Originally published by The Anarchist Library. Written by Jeff Shantz.
Note: Enough is Enough is not organizing any of these events, we are publishing this text for people across the US and Europe to be able to see what is going on and for documentation only.
In this we can draw on examples of rank-and-file self-defense organization. I would suggest, in particular, the rank-and-file flying squad provides an existing model for a rapid mobilization defense force for community protection.
I grew up in an autoworker family and in my family union, UAW (then CAW, now UNIFOR) Local 444, there was a very active and militant flying squad. It was deployed to defend workers and the community against a range of social threats, including, of course, during strikes, but also beyond. In Toronto, CAW flying squads were mobilized to defend immigrant and people facing deportation. Flying squads also defended unemployed workers and homeless people from attacks by police and rightist vigilantes during protests and demonstrations. A rank-and-file Canadian Union of Public Employees flying squad mobilized to defend Indigenous land protectors against racist mobs.
The flying squad structure operates along the lines of affinity groups with which anarchists are so familiar and which many prefer. The structure allows members to know each other’s strengths and weaknesses, preferences and discomforts. The active relationships of the flying squad reinforce accountability and commitment.
In Toronto, anarchists, some of whom were union members, formed an autonomous flying squad. The autonomous flying squad was organized typically to do strike support for workers on picket lines. Flying squad members could engage in activities, such as violating injunctions or strike protocols, that the striking workers did not feel they could do. The autonomous flying squad also mobilized for support of community groups during political actions.
In Vancouver, unionists have organized a self-defense unit, the Peacekeepers. They train together and organize to defend protesters against opponents including fascist groups such as the Soldiers of Odin. This is one model of mobile self-defense organizing that combines explicit self-defense with a flying squad structure for rapid mobilization and coordinated action.

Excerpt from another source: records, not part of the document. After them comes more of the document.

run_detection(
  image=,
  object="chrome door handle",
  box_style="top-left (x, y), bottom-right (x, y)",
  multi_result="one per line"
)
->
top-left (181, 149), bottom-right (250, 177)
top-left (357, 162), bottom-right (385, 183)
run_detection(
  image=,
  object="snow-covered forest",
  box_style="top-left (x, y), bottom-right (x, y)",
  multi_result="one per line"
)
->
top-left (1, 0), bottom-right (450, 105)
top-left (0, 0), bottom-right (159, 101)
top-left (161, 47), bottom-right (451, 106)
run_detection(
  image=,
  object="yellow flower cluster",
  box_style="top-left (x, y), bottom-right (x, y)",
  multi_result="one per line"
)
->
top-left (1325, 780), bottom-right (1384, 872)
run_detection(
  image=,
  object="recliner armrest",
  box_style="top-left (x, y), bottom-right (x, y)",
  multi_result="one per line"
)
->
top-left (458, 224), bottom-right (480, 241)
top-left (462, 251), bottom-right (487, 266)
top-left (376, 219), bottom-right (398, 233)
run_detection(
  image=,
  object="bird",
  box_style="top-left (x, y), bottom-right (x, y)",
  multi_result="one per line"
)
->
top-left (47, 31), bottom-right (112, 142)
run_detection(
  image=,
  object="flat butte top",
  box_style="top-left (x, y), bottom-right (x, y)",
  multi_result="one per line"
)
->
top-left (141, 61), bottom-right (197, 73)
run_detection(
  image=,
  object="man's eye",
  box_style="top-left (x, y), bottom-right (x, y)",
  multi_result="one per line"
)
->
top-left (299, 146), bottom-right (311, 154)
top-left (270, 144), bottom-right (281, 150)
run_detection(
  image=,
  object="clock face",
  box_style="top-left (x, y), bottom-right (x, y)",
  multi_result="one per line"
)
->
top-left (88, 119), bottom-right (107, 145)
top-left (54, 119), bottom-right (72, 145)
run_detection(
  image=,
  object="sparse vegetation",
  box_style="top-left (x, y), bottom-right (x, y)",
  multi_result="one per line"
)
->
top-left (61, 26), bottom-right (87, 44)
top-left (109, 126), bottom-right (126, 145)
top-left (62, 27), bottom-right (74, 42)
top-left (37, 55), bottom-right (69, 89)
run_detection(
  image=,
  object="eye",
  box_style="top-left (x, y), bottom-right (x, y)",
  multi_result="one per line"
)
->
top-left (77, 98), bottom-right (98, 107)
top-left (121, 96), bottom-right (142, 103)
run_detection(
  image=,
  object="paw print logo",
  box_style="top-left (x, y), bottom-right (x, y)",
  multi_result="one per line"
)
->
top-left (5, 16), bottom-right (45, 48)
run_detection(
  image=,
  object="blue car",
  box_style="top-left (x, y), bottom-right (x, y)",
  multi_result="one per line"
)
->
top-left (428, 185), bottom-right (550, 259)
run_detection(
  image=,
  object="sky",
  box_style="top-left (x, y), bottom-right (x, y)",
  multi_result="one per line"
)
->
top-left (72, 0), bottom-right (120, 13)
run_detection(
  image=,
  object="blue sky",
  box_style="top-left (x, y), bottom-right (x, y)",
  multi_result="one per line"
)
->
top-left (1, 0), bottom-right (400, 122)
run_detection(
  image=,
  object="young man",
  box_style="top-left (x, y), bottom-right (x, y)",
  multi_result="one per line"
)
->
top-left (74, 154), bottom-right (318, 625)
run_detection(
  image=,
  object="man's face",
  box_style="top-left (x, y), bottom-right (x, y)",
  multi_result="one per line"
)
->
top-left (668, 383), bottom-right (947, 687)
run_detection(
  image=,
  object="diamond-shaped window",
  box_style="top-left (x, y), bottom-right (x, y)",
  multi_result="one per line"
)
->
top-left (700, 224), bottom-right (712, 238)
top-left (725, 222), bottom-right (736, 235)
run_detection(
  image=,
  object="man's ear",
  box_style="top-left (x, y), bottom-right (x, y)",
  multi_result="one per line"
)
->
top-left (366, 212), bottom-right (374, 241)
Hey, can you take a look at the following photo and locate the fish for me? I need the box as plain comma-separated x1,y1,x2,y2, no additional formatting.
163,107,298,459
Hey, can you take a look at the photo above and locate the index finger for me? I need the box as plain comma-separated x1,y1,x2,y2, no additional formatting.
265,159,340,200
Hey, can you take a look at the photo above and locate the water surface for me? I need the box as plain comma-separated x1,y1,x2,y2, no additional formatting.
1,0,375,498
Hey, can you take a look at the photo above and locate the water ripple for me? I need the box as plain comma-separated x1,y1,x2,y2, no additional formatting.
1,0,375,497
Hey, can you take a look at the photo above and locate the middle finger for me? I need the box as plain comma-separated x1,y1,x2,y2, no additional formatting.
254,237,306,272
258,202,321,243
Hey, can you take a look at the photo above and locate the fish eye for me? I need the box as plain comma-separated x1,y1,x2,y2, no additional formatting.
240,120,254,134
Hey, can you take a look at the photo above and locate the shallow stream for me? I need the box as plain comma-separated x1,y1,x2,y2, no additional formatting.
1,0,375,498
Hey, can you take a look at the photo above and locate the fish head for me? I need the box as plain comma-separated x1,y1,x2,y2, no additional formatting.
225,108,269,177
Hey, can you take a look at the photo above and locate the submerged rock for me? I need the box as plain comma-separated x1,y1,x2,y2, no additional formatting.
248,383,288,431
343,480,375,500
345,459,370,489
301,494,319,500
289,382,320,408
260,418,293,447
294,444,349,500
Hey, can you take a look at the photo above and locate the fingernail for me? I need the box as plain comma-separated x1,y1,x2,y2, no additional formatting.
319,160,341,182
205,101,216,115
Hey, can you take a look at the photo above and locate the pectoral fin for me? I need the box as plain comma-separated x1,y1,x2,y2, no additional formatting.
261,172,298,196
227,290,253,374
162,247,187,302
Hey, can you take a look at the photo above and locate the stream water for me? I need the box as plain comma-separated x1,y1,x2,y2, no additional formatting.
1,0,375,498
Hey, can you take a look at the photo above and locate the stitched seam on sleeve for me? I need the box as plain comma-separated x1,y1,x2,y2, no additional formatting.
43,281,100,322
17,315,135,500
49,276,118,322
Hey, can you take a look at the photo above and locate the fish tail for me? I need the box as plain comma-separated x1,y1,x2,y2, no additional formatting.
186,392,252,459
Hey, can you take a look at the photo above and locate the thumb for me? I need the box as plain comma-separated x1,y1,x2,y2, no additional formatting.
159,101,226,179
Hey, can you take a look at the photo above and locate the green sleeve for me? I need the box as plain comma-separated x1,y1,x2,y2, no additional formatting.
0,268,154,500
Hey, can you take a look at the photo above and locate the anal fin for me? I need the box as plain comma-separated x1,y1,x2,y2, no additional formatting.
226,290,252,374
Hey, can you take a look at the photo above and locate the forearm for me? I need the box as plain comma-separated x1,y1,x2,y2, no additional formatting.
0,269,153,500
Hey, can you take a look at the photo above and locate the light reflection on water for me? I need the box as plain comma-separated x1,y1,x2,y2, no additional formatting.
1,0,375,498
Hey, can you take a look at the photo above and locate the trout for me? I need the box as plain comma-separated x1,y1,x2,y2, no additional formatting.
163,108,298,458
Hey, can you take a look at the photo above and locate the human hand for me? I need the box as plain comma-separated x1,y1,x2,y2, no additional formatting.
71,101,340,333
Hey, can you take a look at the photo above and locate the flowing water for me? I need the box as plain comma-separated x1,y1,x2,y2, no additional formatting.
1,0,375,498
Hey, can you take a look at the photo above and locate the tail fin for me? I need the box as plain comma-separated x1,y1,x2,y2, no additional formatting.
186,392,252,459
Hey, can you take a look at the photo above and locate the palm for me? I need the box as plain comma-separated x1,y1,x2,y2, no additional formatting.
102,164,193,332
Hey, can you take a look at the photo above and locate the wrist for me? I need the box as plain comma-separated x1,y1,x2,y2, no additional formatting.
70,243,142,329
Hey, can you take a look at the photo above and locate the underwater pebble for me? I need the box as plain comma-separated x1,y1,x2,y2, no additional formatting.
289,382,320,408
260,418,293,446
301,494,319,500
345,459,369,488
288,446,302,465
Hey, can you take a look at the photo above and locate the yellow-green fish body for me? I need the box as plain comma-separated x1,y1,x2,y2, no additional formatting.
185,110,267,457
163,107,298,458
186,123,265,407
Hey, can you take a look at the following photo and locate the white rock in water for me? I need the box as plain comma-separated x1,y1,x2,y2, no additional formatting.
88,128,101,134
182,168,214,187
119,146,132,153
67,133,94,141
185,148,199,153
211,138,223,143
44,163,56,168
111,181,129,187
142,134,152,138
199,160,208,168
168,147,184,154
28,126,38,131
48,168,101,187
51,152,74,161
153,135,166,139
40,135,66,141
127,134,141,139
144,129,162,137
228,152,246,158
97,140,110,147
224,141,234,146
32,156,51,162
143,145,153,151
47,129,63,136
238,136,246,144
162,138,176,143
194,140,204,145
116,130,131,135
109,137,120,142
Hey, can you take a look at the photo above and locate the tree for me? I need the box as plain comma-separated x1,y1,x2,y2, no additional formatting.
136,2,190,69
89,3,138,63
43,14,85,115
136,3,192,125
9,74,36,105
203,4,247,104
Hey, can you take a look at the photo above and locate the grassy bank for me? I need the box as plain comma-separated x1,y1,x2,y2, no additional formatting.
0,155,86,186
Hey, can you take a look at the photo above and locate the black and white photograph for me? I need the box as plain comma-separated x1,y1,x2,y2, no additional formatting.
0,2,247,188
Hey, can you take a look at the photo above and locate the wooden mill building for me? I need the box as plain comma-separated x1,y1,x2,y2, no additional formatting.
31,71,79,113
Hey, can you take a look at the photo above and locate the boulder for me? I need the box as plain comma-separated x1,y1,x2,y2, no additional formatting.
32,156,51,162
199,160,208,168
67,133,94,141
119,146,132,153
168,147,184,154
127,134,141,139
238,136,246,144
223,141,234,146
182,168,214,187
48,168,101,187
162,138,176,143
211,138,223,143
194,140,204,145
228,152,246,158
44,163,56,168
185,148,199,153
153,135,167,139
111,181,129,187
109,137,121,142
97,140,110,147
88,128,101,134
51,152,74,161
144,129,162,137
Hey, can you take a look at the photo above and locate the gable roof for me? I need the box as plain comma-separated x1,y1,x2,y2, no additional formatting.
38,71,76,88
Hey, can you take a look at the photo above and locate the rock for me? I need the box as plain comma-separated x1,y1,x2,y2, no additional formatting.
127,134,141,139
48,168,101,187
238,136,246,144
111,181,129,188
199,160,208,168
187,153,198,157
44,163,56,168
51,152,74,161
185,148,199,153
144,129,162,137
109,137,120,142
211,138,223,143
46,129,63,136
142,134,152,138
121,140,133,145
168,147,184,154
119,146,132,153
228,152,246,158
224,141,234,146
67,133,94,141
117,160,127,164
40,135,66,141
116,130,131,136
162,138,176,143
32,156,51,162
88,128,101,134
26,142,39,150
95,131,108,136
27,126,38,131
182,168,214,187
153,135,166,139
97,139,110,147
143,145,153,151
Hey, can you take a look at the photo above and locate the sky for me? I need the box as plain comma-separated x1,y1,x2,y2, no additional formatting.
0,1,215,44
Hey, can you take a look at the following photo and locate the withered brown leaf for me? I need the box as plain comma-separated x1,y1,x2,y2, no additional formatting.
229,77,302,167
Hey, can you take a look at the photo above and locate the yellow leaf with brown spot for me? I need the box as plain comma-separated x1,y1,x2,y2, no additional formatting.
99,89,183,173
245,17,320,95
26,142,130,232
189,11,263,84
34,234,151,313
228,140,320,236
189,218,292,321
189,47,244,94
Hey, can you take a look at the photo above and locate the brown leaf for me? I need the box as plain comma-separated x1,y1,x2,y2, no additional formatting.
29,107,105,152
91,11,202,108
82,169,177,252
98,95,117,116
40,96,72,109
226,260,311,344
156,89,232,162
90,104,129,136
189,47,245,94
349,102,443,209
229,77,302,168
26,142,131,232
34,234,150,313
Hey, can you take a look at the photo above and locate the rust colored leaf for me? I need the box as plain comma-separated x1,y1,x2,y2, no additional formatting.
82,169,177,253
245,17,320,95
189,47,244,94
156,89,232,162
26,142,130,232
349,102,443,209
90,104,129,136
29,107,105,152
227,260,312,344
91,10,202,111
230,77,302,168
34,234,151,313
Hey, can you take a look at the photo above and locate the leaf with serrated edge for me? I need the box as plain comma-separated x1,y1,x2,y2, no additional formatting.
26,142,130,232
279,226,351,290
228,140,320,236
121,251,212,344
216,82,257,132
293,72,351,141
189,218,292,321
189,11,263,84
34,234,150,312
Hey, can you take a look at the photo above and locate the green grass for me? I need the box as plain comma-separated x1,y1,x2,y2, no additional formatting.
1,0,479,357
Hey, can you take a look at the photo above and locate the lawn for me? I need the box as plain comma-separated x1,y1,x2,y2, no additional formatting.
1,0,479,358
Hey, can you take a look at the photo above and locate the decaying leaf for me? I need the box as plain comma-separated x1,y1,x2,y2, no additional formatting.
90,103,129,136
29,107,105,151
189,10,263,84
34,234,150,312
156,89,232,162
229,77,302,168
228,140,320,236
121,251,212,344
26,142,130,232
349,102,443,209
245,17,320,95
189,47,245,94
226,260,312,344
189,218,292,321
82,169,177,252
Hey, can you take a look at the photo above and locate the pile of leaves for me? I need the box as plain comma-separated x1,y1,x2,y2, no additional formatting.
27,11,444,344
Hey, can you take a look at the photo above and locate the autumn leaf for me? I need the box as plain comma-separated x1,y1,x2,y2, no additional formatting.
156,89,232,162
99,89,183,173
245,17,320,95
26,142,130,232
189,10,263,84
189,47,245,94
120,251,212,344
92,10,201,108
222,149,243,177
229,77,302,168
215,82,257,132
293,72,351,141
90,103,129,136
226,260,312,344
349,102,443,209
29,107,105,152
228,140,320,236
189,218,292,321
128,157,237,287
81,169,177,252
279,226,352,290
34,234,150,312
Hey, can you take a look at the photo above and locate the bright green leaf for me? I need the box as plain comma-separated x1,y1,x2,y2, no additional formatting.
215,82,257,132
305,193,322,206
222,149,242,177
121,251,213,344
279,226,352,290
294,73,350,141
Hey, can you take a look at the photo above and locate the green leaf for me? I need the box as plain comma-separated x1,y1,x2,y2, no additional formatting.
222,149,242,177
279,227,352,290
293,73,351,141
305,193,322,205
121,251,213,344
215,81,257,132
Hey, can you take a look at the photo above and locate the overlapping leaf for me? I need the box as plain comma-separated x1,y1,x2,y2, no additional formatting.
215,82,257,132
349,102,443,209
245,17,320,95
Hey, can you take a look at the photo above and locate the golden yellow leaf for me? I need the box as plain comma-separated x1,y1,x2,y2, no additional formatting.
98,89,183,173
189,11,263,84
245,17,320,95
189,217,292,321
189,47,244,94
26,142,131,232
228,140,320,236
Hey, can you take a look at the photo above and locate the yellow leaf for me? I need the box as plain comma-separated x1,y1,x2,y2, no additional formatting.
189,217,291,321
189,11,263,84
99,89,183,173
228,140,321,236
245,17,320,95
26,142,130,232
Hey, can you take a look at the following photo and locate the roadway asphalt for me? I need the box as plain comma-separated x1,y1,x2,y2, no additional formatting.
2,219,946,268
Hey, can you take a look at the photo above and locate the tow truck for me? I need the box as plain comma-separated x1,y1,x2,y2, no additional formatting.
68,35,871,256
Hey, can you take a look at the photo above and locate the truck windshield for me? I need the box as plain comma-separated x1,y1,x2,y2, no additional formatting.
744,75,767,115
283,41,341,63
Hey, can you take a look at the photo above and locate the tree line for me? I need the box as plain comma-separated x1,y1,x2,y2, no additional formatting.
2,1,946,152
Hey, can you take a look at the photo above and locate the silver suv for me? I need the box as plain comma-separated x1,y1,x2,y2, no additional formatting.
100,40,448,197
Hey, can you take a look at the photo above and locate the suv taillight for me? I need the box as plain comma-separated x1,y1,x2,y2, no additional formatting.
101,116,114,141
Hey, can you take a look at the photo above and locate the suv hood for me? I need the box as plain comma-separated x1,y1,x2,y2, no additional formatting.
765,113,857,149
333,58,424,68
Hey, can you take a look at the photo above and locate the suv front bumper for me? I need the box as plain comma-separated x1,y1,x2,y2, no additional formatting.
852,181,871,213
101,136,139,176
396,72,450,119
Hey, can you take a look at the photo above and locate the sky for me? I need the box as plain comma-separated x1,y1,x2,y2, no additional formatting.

In some cases flying squad members, as members of unions, can draw on additional established working class resources, such as legal support and defense funds for members who might need them based on their flying squad self-defense activities. These resources might not be available to more precarious or vulnerable people who might be targeted by fascists or police.
As self-defense practices spread, other groupings can take on some of these roles but the flying squad offers an already existing body of workers ready, willing and able to do some of the work of self-defense. IWW branches could organize for this work, as Vancouver Wobblies are beginning to strategize around.
That anarchists and antifascists have been attacked with force at demonstrations (as in Vancouver and Seattle, where an antifascist syndicalist was shot) has made this a pressing concern. The murder of Heather Heyer brought home that these attacks on antifascists are not one-off events.
In Vancouver, unfortunately, in the absence of organized and effective self-defense formations, antifascists have had to rely on limited, and hierarchical, union marshals for defense at rallies. While this is fine up to a point and shows the necessity of flying squads, it means that the antifascists became dependent on groupings of which they are not integrally a part (even if their interests are the same and they work in solidarity).
In Vancouver, the IWW branch is making a possibly significant turn towards self-defense training and organizing to act as a defense squad for public mobilizations and potentially for community self-defense, but their numbers are small. A broader flying squad drawing on experiences and participation of already organized working class flying squads, could provide more extensive defense.